CVE-2024-12225 is a critical security vulnerability identified in the Quarkus framework's quarkus-security-webauthn module, which handles Web Authentication (WebAuthn) for user registration and login via REST endpoints. Quarkus provides default REST endpoints for these operations but also allows developers to define custom endpoints tailored to their application needs. The vulnerability occurs when developers implement custom endpoints but fail to disable or restrict access to the default endpoints. Consequently, both sets of endpoints remain accessible simultaneously. An attacker can exploit this by interacting with the default endpoints to obtain a login cookie that either does not map to any user or, depending on the application's internal logic, maps to an existing user account unrelated to the attacker. This flaw enables an authentication bypass, allowing attackers to impersonate legitimate users simply by knowing their usernames, without requiring any authentication credentials or user interaction. The vulnerability has a CVSS v3.1 score of 9.1 (critical), reflecting its ease of exploitation (network vector, no privileges, no user interaction) and severe impact on confidentiality and integrity. While no known exploits are reported in the wild, the potential for unauthorized access and data compromise is significant. The root cause lies in the coexistence of default and custom endpoints without proper access control or endpoint disabling, leading to session management flaws and improper user association with authentication tokens.

For European organizations, this vulnerability poses a severe risk to the confidentiality and integrity of user accounts and sensitive data.

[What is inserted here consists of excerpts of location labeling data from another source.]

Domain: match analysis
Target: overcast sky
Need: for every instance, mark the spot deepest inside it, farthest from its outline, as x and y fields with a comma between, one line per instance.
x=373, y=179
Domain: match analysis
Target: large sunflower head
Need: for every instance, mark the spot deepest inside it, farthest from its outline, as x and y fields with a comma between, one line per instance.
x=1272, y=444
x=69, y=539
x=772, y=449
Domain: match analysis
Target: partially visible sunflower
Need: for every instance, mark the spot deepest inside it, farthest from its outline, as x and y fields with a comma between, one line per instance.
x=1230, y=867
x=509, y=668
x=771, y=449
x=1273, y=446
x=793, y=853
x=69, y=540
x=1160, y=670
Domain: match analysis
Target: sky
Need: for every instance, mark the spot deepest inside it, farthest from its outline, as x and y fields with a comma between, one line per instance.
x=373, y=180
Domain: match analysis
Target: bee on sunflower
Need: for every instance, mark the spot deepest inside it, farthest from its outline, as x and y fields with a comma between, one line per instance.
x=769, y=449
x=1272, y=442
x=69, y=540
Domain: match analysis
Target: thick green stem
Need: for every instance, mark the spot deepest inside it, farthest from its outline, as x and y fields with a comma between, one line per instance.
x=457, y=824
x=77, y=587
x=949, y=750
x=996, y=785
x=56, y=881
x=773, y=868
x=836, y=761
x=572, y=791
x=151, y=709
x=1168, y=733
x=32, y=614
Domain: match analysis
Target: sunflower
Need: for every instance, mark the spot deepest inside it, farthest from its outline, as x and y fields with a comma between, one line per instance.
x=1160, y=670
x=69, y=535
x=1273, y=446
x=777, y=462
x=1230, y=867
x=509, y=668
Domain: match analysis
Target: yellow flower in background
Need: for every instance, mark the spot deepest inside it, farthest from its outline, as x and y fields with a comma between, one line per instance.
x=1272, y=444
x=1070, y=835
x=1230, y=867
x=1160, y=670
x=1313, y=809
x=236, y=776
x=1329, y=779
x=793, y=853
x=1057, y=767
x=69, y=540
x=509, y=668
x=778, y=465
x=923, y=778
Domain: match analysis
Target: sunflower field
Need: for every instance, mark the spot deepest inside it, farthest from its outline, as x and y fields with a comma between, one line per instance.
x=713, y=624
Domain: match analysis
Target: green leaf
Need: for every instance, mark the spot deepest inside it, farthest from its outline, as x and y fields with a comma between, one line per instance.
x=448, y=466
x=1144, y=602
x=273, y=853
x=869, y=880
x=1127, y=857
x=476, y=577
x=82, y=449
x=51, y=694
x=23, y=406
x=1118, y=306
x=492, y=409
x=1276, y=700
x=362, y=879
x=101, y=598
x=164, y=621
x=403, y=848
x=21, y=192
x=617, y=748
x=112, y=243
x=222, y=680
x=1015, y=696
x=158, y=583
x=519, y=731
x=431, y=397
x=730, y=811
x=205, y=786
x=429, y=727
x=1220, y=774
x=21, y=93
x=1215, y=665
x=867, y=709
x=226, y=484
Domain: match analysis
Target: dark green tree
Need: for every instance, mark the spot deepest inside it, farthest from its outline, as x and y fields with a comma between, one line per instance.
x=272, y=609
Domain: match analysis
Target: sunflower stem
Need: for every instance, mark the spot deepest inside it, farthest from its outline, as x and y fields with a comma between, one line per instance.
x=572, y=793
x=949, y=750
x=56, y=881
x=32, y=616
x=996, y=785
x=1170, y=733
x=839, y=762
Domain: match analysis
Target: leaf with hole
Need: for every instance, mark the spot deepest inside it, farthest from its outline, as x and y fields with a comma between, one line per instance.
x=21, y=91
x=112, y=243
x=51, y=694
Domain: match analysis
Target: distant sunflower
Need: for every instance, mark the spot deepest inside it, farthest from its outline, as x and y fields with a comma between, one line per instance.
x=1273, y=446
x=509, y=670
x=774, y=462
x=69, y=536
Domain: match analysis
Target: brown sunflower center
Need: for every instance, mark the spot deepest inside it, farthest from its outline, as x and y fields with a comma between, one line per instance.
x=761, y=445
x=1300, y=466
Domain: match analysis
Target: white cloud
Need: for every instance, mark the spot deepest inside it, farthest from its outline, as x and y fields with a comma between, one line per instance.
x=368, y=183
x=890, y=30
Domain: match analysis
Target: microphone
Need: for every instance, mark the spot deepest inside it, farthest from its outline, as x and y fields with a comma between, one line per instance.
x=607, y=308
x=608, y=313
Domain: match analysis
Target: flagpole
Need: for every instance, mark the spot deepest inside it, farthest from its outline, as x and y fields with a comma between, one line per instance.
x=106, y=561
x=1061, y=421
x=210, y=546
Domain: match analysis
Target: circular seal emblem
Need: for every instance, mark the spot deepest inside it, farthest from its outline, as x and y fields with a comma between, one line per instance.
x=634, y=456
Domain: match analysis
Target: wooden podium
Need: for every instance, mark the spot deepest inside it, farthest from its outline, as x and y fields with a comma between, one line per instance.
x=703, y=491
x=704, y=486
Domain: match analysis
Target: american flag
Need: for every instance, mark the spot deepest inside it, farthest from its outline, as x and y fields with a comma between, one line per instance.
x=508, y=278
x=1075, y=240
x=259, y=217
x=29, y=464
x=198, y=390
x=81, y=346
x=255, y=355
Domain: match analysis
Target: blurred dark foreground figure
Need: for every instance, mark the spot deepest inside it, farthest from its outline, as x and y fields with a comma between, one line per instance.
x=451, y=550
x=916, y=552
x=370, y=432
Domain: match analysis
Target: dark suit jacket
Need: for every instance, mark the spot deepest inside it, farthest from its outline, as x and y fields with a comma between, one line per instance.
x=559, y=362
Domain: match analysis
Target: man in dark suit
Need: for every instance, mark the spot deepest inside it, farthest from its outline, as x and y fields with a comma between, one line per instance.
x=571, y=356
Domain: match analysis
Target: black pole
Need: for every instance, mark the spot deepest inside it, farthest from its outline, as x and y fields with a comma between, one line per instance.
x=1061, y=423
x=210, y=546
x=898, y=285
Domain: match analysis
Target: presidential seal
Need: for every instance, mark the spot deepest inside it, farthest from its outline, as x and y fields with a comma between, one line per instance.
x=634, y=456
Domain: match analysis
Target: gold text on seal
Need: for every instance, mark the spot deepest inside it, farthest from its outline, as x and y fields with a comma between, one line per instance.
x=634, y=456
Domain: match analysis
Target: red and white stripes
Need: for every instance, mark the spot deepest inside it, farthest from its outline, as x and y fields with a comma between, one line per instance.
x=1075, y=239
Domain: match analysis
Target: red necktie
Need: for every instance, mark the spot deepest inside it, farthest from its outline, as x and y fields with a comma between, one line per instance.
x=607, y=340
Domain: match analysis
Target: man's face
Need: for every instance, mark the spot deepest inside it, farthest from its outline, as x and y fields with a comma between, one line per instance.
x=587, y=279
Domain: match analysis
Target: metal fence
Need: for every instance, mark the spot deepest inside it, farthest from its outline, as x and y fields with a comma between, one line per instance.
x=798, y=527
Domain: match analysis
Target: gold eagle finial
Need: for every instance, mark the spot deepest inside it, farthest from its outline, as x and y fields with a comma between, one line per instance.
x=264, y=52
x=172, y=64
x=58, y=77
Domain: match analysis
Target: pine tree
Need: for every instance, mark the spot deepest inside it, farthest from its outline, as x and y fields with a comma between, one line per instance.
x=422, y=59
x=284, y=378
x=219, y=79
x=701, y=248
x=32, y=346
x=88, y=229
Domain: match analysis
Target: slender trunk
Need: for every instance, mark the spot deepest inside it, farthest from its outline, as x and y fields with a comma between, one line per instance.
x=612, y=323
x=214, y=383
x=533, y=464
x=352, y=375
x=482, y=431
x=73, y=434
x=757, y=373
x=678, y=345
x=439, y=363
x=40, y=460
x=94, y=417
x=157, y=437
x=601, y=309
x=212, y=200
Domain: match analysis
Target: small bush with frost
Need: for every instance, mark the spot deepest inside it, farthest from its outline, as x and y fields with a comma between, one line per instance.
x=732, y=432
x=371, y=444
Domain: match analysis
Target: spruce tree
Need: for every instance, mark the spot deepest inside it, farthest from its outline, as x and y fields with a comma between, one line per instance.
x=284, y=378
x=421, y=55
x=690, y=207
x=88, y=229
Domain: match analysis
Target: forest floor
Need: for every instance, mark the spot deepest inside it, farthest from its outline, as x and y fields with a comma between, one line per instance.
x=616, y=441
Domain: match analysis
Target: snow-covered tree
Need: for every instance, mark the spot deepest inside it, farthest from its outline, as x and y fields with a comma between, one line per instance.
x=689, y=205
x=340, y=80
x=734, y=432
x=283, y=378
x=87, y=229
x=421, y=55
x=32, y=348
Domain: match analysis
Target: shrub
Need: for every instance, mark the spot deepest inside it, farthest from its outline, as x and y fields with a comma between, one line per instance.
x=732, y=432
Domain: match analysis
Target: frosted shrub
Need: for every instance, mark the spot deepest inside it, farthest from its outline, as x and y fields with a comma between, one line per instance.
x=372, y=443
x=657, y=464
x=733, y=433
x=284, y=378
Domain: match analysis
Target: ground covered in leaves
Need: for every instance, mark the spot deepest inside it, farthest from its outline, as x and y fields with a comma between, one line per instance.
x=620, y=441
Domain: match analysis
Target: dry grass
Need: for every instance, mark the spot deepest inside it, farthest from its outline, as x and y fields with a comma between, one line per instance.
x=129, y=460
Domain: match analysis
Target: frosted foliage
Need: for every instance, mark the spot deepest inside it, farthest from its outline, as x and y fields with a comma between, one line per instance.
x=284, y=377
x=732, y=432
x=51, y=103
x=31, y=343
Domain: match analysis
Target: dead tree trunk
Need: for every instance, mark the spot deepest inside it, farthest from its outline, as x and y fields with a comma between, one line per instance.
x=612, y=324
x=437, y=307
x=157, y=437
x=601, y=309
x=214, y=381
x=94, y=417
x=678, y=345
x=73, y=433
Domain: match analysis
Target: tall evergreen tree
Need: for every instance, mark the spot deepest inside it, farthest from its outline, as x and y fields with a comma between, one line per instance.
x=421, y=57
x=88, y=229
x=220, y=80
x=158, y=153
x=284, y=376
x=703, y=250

Attackers can bypass authentication controls and gain unauthorized access to applications using the Quarkus WebAuthn module, potentially leading to data breaches, identity theft, and unauthorized transactions. Organizations relying on Quarkus for critical web applications, especially those handling personal data under GDPR, face regulatory and reputational damage if exploited. The vulnerability could facilitate lateral movement within networks if attackers gain access to privileged accounts. Additionally, sectors such as finance, healthcare, and government services in Europe, which often use modern Java frameworks like Quarkus, are particularly vulnerable. The ease of exploitation without any authentication or user interaction increases the likelihood of automated attacks targeting exposed endpoints. The lack of known exploits in the wild suggests the window for proactive mitigation is still open, but the critical severity demands immediate attention.

1. Immediately audit all Quarkus applications using the quarkus-security-webauthn module to identify if default REST endpoints are exposed alongside custom endpoints. 2. Disable or restrict access to the default WebAuthn REST endpoints when custom endpoints are implemented, ensuring only one set of endpoints is accessible. 3. Implement strict access controls and validation on all authentication endpoints to verify session tokens and user associations robustly. 4. Monitor application logs for unusual authentication activity, such as login attempts with valid usernames but unexpected session cookies. 5. Apply any official patches or updates from Quarkus or Red Hat addressing CVE-2024-12225 as soon as they become available. 6. Conduct thorough security testing, including penetration testing focused on authentication flows, to detect similar bypass issues. 7. Educate development teams on secure endpoint management and the risks of leaving default endpoints enabled. 8. Consider implementing Web Application Firewalls (WAF) rules to detect and block suspicious requests targeting default endpoints. 9. Review session management and cookie handling mechanisms to ensure strict binding between session tokens and authenticated users. 10. For critical applications, consider multi-factor authentication as an additional layer to mitigate unauthorized access risks.